La vertu qu'elle a ou qu'on lui attribue de guérir de la pierre, en la dissolvant, l'a rendue célèbre. En 1690 un officier Hollandais assura à la Compagnie des Indes Orientales qu'il avait guéri plus de cent personnes de la néphrétique, et même de la pierre, par l'usage seul de cette plante. Ce témoignage fut confirmé par celui du gouverneur de Ceylan. En 1699, le chirurgien de l'hôpital de la ville de Colombo écrivit les mêmes choses de l'acmella à P. Hotton. Ce chirurgien distinguait dans sa lettre trois sortes d'acmella différentes entr'elles, principalement par la couleur des feuilles ; il recommandait surtout celle à semences noires et à grandes feuilles.

On cueille les feuilles avant que les fleurs paraissent ; on les fait sécher au soleil, et on les prend en poudre dans du thé, ou quelqu'autre véhicule convenable : ou l'on fait infuser la racine, les tiges, et les branches dans de l'esprit-de-vin, que l'on distille ensuite ; l'on se sert des fleurs, de l'extrait, de la racine et des sels de cette plante dans la pleurésie, les coliques, et les fièvres.

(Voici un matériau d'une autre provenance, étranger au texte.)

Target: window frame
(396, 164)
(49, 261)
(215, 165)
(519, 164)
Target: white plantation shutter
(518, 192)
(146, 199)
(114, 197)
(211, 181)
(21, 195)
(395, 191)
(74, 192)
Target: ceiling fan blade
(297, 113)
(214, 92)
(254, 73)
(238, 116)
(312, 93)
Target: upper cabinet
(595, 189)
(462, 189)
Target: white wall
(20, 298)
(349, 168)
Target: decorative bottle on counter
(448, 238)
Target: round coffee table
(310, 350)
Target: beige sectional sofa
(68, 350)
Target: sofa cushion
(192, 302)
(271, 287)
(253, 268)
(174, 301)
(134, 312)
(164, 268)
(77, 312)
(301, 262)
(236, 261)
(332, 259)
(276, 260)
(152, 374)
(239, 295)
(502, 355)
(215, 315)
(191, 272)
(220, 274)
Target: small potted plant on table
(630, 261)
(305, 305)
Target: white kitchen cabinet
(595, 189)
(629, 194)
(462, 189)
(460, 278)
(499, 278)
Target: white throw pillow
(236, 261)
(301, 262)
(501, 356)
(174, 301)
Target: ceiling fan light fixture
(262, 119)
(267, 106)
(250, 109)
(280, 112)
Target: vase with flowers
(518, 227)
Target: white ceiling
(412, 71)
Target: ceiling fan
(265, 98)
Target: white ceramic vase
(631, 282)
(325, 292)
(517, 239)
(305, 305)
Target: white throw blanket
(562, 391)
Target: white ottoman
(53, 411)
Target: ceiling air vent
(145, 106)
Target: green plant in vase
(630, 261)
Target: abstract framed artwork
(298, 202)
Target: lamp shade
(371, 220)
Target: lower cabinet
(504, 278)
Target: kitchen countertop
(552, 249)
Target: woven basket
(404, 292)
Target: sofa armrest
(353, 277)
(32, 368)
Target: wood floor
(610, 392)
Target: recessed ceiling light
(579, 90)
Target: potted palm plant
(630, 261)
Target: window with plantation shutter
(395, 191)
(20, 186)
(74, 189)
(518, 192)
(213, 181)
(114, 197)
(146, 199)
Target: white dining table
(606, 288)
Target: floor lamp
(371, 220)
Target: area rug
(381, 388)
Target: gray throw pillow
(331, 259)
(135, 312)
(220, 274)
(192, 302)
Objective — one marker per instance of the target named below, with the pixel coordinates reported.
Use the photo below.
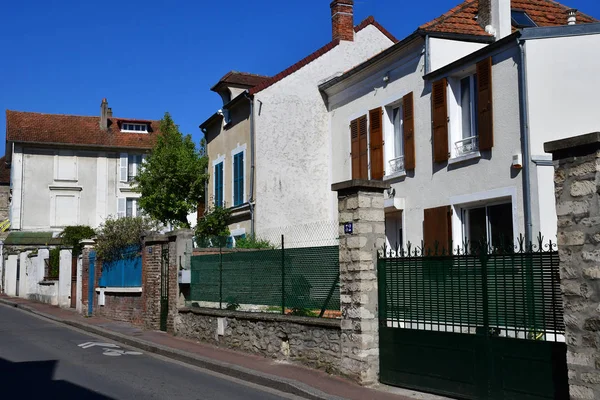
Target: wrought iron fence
(300, 281)
(475, 289)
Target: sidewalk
(286, 377)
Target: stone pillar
(577, 183)
(362, 233)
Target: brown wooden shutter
(408, 120)
(376, 136)
(440, 120)
(363, 149)
(437, 228)
(354, 149)
(485, 114)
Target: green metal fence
(506, 293)
(302, 281)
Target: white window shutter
(121, 208)
(123, 169)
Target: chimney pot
(104, 114)
(342, 19)
(572, 16)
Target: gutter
(525, 142)
(252, 153)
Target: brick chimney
(104, 115)
(342, 19)
(494, 16)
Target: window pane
(129, 208)
(398, 134)
(477, 227)
(500, 217)
(465, 105)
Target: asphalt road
(41, 358)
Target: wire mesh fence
(491, 291)
(300, 281)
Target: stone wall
(577, 183)
(311, 341)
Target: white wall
(434, 185)
(563, 83)
(64, 281)
(293, 150)
(44, 200)
(443, 51)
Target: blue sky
(148, 57)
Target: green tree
(172, 179)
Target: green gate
(473, 325)
(164, 286)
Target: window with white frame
(492, 223)
(134, 127)
(130, 166)
(464, 130)
(395, 136)
(129, 207)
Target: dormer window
(520, 19)
(131, 127)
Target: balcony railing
(467, 146)
(396, 165)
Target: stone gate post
(577, 183)
(362, 233)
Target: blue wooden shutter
(238, 179)
(219, 185)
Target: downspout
(525, 144)
(251, 196)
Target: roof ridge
(448, 14)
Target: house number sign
(348, 228)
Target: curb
(267, 380)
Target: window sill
(465, 157)
(114, 289)
(394, 176)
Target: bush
(117, 234)
(72, 235)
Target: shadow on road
(34, 378)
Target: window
(492, 223)
(218, 187)
(468, 141)
(520, 19)
(138, 128)
(129, 207)
(238, 178)
(129, 166)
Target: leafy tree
(72, 235)
(116, 235)
(172, 179)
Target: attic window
(129, 127)
(520, 19)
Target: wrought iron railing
(396, 165)
(467, 146)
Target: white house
(73, 170)
(454, 117)
(289, 149)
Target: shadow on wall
(31, 379)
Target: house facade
(455, 115)
(287, 142)
(74, 170)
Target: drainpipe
(251, 196)
(525, 143)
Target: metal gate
(164, 286)
(473, 325)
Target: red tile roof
(4, 172)
(311, 57)
(240, 78)
(76, 130)
(462, 18)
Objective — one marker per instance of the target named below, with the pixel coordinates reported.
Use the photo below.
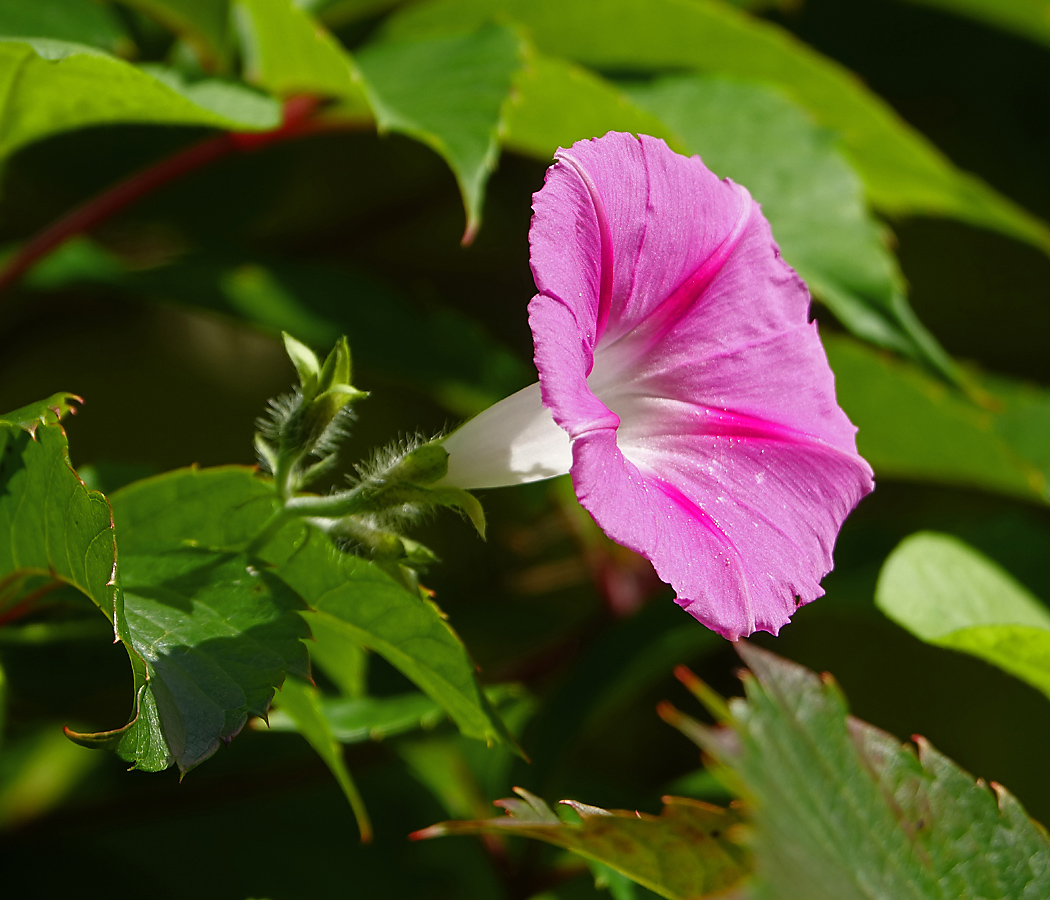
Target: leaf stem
(297, 122)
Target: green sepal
(306, 362)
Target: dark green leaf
(50, 86)
(811, 195)
(203, 23)
(300, 704)
(947, 593)
(903, 172)
(82, 21)
(841, 811)
(226, 507)
(356, 719)
(917, 427)
(448, 92)
(1028, 18)
(683, 854)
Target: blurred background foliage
(841, 118)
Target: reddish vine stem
(26, 605)
(296, 122)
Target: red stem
(25, 605)
(296, 122)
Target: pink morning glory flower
(681, 383)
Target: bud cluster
(298, 442)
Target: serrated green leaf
(840, 811)
(301, 705)
(811, 195)
(204, 23)
(226, 507)
(557, 103)
(916, 427)
(368, 606)
(903, 172)
(287, 51)
(1027, 18)
(81, 21)
(683, 854)
(357, 719)
(448, 92)
(55, 526)
(47, 87)
(947, 593)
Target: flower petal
(705, 430)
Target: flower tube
(681, 383)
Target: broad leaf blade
(811, 195)
(841, 811)
(448, 92)
(81, 21)
(288, 53)
(914, 426)
(99, 89)
(226, 507)
(903, 172)
(56, 526)
(948, 594)
(683, 854)
(557, 103)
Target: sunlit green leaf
(226, 507)
(916, 427)
(81, 21)
(902, 171)
(56, 527)
(839, 810)
(300, 705)
(947, 593)
(555, 103)
(448, 92)
(287, 53)
(1028, 18)
(811, 195)
(683, 854)
(47, 87)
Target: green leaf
(226, 507)
(1028, 18)
(81, 21)
(56, 527)
(683, 854)
(811, 195)
(358, 719)
(839, 810)
(365, 605)
(555, 103)
(947, 593)
(448, 92)
(202, 23)
(217, 635)
(300, 704)
(47, 87)
(287, 51)
(916, 427)
(902, 171)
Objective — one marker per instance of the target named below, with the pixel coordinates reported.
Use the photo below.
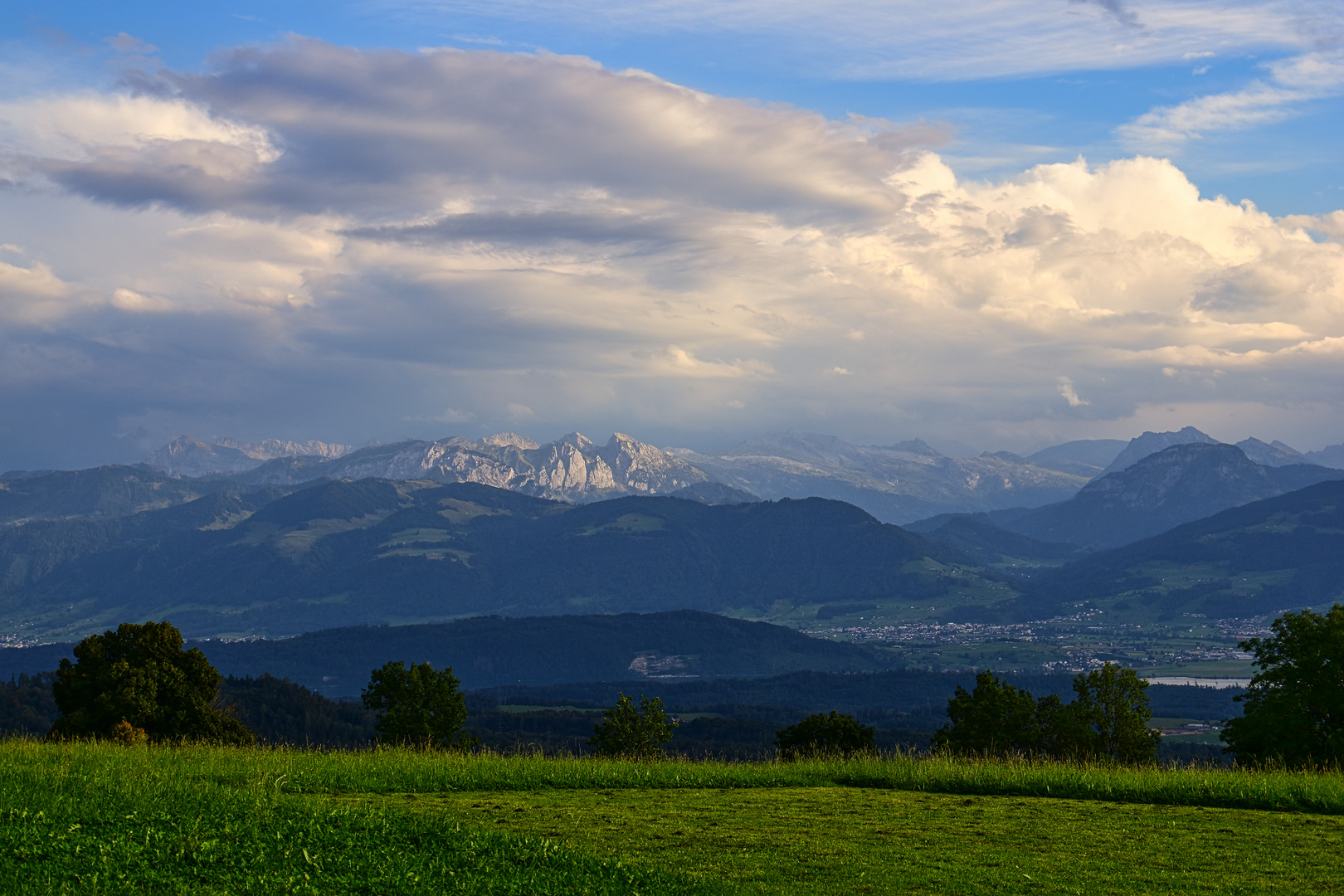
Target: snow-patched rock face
(897, 484)
(572, 468)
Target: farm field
(99, 818)
(843, 840)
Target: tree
(995, 719)
(633, 731)
(821, 735)
(1294, 705)
(417, 705)
(1109, 718)
(139, 679)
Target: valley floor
(97, 818)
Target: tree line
(136, 684)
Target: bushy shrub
(1108, 719)
(140, 679)
(1294, 705)
(417, 705)
(632, 731)
(824, 735)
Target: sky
(993, 225)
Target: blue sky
(795, 258)
(1016, 113)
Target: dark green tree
(1294, 705)
(824, 735)
(417, 705)
(140, 679)
(996, 719)
(1108, 718)
(633, 731)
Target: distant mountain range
(897, 484)
(186, 455)
(1179, 484)
(1257, 559)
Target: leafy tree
(823, 735)
(995, 719)
(1109, 718)
(633, 731)
(416, 705)
(139, 679)
(1294, 705)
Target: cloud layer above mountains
(316, 242)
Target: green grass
(108, 820)
(834, 840)
(97, 818)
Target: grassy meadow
(100, 818)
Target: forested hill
(487, 652)
(381, 553)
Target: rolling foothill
(489, 652)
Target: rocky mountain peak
(1151, 444)
(504, 440)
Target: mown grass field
(95, 818)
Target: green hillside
(379, 553)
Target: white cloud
(453, 416)
(580, 247)
(1066, 391)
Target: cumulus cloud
(342, 240)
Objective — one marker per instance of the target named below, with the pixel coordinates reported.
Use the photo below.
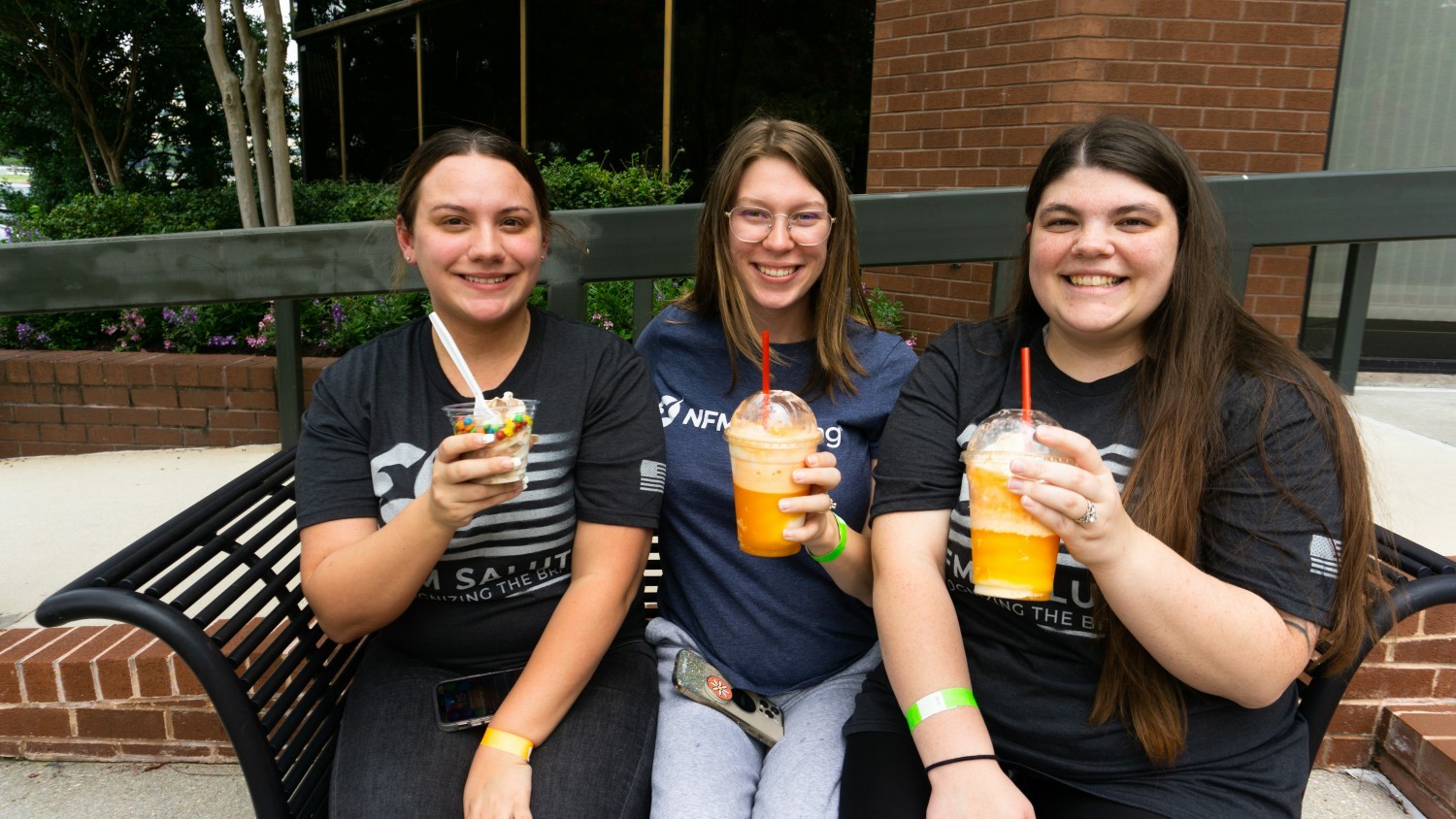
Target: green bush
(329, 326)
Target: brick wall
(95, 693)
(969, 93)
(61, 404)
(1414, 665)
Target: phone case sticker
(719, 688)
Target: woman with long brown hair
(777, 250)
(1214, 521)
(453, 560)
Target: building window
(1394, 110)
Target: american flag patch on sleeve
(654, 475)
(1324, 556)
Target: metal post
(290, 370)
(523, 73)
(667, 87)
(1004, 278)
(567, 299)
(1354, 306)
(344, 139)
(641, 305)
(1240, 270)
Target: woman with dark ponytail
(1214, 524)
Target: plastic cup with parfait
(769, 437)
(1012, 554)
(507, 422)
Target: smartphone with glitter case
(754, 713)
(469, 702)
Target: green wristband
(943, 700)
(844, 539)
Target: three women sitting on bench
(1213, 516)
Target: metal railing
(287, 264)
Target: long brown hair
(1196, 343)
(836, 296)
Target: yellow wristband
(509, 742)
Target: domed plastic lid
(777, 414)
(1005, 431)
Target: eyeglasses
(754, 224)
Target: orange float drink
(1012, 554)
(768, 440)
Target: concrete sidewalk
(66, 513)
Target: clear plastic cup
(769, 437)
(1012, 554)
(509, 422)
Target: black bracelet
(954, 760)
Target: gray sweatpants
(707, 766)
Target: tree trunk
(233, 110)
(279, 111)
(253, 101)
(90, 169)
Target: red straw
(766, 377)
(1025, 384)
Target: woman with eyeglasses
(777, 250)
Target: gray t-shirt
(1034, 665)
(369, 445)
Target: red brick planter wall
(95, 693)
(63, 404)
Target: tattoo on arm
(1301, 629)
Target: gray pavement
(66, 513)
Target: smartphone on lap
(754, 713)
(468, 702)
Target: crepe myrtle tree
(255, 111)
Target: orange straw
(766, 377)
(1025, 384)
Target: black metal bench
(218, 583)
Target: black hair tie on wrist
(954, 760)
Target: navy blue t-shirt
(771, 623)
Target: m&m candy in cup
(507, 423)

Comme une plante aussi importante ne peut être trop bien connue, j'ajouterai à la description précédente celle de Breyn. Cet auteur dit que sa racine est fibreuse et blanche, sa tige carrée et haute d'environ un pied ; qu'elle se divise en plusieurs branches ; que ses feuilles sont longues, pointues, raboteuses, et un peu découpées, et que ses fleurs naissent aux extrémités des branches.

Le même auteur ajoute qu'on peut prendre deux ou trois fois par jour de la teinture d'acmella faite avec l'esprit-de-vin dans un verre de vin de France ou du Rhin, ou dans quelque décoction antinéphrétique, pour faciliter la sortie du gravier et des pierres.

Nous ne pouvons trop inviter les naturalistes à rechercher les propriétés de cette plante. Quel bonheur pour le genre humain, si on lui découvrait par hasard celles qu'on lui attribue, et quel homme mériterait mieux l'immortalité que celui qui se serait livré à ce travail ? Peut-être faudrait-il faire le voyage de Ceylan. Les substances animales prennent des qualités singulières par l'usage que font les animaux de certains aliments plutôt que d'autres ; pourquoi n'en serait-il pas de même des substances végétales ? Mais si cette induction est raisonnable, il s'ensuit que telle plante cueillie d'un côté de cette montagne aura une vertu qu'on ne retrouvera pas dans la même plante cueillie de l'autre côté ; que telle plante avait jadis une propriété qu'elle n'a plus aujourd'hui, et qu'elle ne recouvrera peut-être jamais ; que les fruits, les végétaux, les animaux sont dans une vicissitude perpétuelle, par rapport à leurs qualités, à leurs formes, à leurs éléments ; qu'un ancien d'il y a quatre mille ans, ou plutôt que nos neveux dans dix mille ans ne reconnaitront peut-être aucun des fruits que nous avons aujourd'hui, en les comparant avec les descriptions les plus exactes que nous en faisons, et que par conséquent il faut être extrêmement réservé dans les jugements qu'on porte sur les endroits où les anciens historiens et naturalistes nous entretiennent de la forme, des vertus, et des autres qualités d'êtres qui sont dans un mouvement perpétuel d'altération. Mais, dira-t-on, si les aliments salubres dégénèrent en poison, de quoi vivront les animaux ? Il y a deux réponses à cette objection : la première, c'est que la forme, la constitution des animaux s'altérant en même proportion et par les mêmes degrés insensibles, les uns seront toujours convenables aux autres ; la seconde, c'est que s'il arrivait qu'une substance dégénérât avec trop de rapidité, les animaux en abandonneraient l'usage. On dit que le malum persicum ou la pêche nous est venue de Perse comme un poison ; c'est pourtant dans notre climat un excellent fruit, et un aliment fort sain.